Her most explicit statement on the issue came in September 2023. She was asked about combating abuse against members of the LGBTI community.

At that point, she rejected all forms of discrimination, namely sexual preference, ethnicity, race, religion and gender. Machado pledged to promote tolerance as public policy. We found no evidence of Machado using racist or classist language. Her references consistently frame the issue in terms of inclusion and non-discrimination.

Delcy accuses everyone

In the case of the interim leader, references to racism and classism function primarily as political accusations. The dataset shows how their targets have shifted over time.

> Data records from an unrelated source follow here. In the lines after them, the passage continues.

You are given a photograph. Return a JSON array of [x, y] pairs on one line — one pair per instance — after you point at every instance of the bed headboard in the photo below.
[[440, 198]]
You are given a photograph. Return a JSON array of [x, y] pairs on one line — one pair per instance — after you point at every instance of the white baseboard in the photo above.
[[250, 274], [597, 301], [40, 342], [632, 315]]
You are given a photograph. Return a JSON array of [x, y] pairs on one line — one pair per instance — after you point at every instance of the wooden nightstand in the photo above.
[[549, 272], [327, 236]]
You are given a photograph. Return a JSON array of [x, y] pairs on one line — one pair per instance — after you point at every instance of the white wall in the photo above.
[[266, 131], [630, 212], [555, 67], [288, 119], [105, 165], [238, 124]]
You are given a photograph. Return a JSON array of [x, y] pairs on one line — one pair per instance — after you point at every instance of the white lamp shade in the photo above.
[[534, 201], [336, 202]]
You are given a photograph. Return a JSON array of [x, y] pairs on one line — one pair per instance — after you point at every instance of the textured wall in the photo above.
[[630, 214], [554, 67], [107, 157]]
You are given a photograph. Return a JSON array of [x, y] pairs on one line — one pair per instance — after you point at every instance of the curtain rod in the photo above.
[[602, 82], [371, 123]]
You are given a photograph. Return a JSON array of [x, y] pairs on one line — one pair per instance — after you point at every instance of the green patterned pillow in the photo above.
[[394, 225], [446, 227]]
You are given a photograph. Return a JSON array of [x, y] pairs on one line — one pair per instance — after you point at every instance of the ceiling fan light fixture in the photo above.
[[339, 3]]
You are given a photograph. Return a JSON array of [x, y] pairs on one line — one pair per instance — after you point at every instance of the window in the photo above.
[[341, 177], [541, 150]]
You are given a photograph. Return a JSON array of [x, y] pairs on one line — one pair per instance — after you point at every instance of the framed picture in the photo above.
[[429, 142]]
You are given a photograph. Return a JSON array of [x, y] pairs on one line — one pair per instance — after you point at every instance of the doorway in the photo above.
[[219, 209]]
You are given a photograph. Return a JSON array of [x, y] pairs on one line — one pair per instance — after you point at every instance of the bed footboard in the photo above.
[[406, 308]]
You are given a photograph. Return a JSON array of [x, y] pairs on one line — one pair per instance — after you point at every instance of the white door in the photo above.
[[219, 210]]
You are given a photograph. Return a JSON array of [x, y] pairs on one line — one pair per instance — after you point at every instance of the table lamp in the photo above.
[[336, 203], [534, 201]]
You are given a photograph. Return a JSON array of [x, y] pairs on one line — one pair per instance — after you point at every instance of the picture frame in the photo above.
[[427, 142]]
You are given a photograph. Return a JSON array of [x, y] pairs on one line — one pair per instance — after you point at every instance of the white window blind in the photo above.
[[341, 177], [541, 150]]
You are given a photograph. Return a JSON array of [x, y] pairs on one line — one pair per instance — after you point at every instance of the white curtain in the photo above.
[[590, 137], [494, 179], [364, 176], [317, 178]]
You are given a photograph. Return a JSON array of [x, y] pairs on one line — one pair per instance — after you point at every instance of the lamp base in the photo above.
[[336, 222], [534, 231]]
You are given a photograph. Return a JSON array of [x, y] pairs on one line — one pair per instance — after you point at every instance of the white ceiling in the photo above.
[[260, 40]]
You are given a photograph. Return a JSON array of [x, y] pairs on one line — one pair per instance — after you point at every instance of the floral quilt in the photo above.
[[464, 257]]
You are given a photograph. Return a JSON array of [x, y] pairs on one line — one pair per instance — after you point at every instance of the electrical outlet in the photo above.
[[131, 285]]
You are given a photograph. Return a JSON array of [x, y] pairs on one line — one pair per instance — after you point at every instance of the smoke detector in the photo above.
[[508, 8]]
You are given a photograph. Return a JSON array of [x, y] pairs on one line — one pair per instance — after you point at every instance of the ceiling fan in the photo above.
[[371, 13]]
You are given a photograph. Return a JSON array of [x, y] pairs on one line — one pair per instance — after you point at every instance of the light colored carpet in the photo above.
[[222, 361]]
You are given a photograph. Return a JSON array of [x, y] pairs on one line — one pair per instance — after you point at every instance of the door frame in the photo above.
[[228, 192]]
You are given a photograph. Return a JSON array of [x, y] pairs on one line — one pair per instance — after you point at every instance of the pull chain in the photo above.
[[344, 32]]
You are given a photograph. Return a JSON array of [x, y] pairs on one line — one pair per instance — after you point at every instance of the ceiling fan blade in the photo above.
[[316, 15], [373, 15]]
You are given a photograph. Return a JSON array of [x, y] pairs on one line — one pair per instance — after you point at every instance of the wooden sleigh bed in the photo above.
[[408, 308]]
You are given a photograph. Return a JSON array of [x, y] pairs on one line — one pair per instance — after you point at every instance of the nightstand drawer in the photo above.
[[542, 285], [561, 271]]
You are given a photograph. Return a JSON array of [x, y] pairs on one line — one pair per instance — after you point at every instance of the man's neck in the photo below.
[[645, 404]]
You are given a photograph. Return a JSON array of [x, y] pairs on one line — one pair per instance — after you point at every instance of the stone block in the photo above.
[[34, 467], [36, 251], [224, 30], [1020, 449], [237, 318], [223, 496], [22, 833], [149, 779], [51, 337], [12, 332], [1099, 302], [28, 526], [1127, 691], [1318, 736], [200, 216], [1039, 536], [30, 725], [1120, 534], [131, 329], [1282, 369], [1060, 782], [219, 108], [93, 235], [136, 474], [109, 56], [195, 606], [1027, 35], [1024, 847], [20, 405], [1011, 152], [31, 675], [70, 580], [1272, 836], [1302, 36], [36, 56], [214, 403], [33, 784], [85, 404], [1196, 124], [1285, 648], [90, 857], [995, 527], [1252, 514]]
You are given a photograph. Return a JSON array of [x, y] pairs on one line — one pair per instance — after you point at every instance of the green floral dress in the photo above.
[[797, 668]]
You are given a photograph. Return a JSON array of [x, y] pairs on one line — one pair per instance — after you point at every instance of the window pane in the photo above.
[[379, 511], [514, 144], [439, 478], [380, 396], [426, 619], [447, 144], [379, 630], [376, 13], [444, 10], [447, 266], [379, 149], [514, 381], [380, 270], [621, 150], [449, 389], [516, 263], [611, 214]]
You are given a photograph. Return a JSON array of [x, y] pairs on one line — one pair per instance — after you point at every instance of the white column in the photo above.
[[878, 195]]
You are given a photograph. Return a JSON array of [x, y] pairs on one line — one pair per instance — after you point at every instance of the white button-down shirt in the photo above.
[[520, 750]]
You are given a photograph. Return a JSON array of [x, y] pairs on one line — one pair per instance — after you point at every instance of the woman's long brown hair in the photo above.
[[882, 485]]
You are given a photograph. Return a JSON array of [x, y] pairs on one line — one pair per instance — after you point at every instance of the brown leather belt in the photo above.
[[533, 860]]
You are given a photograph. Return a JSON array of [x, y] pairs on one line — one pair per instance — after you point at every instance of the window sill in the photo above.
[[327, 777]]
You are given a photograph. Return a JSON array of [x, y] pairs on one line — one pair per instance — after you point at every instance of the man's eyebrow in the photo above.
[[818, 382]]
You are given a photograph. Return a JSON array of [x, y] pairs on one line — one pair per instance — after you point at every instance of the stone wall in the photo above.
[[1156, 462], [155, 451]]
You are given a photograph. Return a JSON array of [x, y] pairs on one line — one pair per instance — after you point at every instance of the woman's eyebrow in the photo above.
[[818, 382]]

Until 2025, most of these accusations were directed outward, particularly at the US, Donald Trump, and what she describes as Western imperialism. In several cases, Delcy framed racism within a broader anti-imperialist and anti-colonial narrative. For example, in 2019, responding to the sanctions, she linked a wave of mass shootings in the US to what she described as “racist and supremacist hatred” promoted by Trump. At other times, Rodríguez applied similar labels to Zionism and to the Monroe Doctrine, portraying it as a symbol of US interventionism in Latin America. 

This pattern extended, to a lesser degree, to other governments in the region, including Colombia and Ecuador, particularly in disputes over the treatment of Venezuelan migrants.

A second line of argument targeted domestic opponents. In roughly a third of the identified interventions, Rodríguez accused the Venezuelan opposition of racism, classism, or fascism, often in the context of defending government actions or discrediting political challengers.

What stands out, however, is how abruptly this discourse changed after Nicolás Maduro’s capture on January 3, 2026. References to racism directed at the US and Trump disappeared almost entirely from Rodríguez’s rhetoric, coinciding with the start of formal engagement with Washington. A decade of anti-US discourse was effectively muted within days.

By 2026, two contrasting patterns emerge.

Machado’s framing of racism remains consistent over time: she presents it as a tool of division and emphasizes inclusion as a political response. Rodríguez’s use of the issue, by contrast, shifts depending on the political context, moving from external enemies to domestic opponents as circumstances change.

The narrative from ruling chavismo in April 2026 once again placed accusations of racism at the center of its attacks on the opposition. In doing so, it echoed the very dynamic Machado has long denounced: the instrumentalization of race and class as tools of political conflict.